Note

Check both the destination and return path when a route fails.

Case Study: A Protocol Conflict

Figure 3.19 shows two routers connected by two Ethernet networks, one of which includes a bridge. This bridge handles traffic for several other links not shown and occasionally becomes congested. The host Milne is a mission-critical server; the network administrator is worried about traffic to Milne being delayed by the bridge, so a static host route has been added in Roo that will direct packets destined for Milne across the top Ethernet, avoiding the bridge.

Figure 3.19. A host route directs packets from Roo to Milne across the top Ethernet, avoiding the occasionally congested bridge.

Figure 3.19. A host route directs packets from Roo to Milne across the top Ethernet, avoiding the occasionally congested bridge.

This solution seems to be logical, but it isn't working.

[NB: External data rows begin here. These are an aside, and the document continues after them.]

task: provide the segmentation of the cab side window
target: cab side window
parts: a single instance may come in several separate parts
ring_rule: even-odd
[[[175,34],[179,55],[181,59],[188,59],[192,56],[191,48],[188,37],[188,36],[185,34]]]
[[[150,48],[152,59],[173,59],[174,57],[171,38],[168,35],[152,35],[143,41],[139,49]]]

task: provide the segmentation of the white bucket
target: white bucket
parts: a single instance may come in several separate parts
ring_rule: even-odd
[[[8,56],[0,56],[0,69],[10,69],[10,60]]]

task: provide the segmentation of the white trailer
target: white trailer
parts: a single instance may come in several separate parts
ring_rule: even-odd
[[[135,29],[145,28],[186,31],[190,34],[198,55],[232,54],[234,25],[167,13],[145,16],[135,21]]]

After the static route was added, packets routed through Roo no longer reach the server. Not only that, but packets routed through Kanga no longer reach the server, although no changes were made to that router.

The first step, as always, is to check the route table. Roo's route table (Figure 3.20) indicates that packets with a destination address of 172.16.20.75 will in fact be forwarded to Kanga's E1 interface, as desired. Kanga is directly connected to the destination network, so no more routing should be occurring; a quick check verifies that the Ethernet interfaces are functioning at both Kanga and at Milne.